Intervention de Ronan Dantec lors de la lecture des conclusions de la commission mixte paritaire sur le Projet de loi « Climat et Résilience » pour lesquelles le groupe Ecologiste, Solidarité et Territoires a voté contre
(seul le prononcé fait foi)
Monsieur le président, madame la ministre, mesdames et messieurs les rapporteurs, chers collègues,
Je voudrais tout d’abord remercier ici les 150 membres de la Convention citoyenne pour le climat, leur dire, même s’ils en doutent eux-mêmes parfois, que leur travail n’a pas été inutile, et qu’ils auront montré la voie pour une prochaine loi climat et qui ne saurait beaucoup tarder car évidemment la loi que nous votons aujourd’hui ne répond pas, nous le savons tous, aux enjeux quantitatifs, de réduction des émissions de gaz à effet de serre, tels que nous le demande la communauté scientifique notamment le GIEC.
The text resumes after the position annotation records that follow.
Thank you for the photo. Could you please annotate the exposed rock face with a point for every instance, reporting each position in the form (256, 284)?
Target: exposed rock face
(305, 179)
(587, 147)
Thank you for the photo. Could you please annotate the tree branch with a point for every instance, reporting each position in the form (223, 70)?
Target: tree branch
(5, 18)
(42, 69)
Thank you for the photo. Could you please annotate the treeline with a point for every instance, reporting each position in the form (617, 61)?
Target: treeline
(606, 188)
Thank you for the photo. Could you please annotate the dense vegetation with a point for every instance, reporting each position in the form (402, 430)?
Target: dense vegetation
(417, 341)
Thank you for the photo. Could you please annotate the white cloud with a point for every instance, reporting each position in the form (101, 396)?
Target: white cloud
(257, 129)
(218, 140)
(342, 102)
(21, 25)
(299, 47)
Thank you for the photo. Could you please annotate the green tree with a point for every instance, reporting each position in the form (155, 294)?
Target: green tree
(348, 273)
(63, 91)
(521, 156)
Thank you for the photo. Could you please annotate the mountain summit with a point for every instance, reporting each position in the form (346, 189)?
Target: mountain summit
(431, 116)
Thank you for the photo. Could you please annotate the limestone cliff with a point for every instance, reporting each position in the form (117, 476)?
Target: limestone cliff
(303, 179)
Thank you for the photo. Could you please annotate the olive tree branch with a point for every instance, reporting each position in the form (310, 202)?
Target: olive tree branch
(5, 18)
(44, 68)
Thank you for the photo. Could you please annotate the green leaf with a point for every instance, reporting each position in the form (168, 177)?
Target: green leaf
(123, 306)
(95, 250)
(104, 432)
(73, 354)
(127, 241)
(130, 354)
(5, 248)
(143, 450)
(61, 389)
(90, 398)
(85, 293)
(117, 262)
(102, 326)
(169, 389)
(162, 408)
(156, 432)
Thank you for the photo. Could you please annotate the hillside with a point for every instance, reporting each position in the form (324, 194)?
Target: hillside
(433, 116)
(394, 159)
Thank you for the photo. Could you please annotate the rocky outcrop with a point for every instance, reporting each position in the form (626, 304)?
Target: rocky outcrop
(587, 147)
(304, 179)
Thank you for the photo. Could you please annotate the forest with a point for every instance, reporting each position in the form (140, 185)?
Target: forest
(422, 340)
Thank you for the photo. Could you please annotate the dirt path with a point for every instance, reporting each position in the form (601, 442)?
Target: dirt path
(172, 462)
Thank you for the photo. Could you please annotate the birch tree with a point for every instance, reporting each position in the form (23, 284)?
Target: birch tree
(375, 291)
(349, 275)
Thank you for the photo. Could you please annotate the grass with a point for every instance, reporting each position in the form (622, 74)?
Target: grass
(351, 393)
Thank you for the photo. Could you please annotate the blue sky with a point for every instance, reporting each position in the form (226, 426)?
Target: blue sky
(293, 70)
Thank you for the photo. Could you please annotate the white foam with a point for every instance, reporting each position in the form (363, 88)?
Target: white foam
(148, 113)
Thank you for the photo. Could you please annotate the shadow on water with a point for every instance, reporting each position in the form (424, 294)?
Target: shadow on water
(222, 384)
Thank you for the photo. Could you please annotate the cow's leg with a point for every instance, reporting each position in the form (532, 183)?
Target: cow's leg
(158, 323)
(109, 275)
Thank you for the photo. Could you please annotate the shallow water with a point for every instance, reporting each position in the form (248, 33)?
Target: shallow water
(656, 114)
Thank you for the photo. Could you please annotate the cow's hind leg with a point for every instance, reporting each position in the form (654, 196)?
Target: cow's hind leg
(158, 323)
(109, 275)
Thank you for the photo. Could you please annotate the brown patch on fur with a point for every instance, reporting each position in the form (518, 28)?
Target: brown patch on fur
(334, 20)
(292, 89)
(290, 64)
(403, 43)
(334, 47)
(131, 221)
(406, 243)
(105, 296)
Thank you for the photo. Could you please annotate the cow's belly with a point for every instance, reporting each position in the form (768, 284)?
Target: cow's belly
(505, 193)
Lundi dernier, sénatrices et sénateurs et député.e.s ont donc trouvé un accord en commission mixte paritaire, ce qui est généralement une bonne chose, car cela préserve, toujours, une part du travail d’amélioration des textes, qui est un des objets du bicamérisme et de la navette parlementaire. J’en profite d’ailleurs pour saluer les rapporteurs pour leur important travail, dans un temps très court. Ils n’ont pas ménagé leurs efforts, et sont restés attentifs aux propositions des différents groupes du Sénat, qu’ils en soient remerciés.
Mais clairement aussi ce travail parlementaire montre aussi que la recherche de compromis nous amène à des mesures à minima totalement insuffisantes. Or justement, de manière quasi unanime, le Sénat avait tenu à mettre en premier article de ce texte, le respect de l’objectif européen de réduction de 55% des émissions de gaz à effet de serre en 2030, et sa déclinaison française. Nous connaissons depuis quelques jours la proposition de la Commission européenne pour la France, – 47,5% en 2030. Cela signifie donc, si on considère, c’était l’avis des experts, que la loi actuelle nous amène vers les -30, -35% de réduction des émissions en 2030, qu’il nous faudra dans les toutes prochaines années, rehausser fortement notre ambition, voter de nouvelles mesures à fort impact carbone, et nous aurons donc sans nul doute, alors, à nous replonger dans les propositions de la Convention citoyenne.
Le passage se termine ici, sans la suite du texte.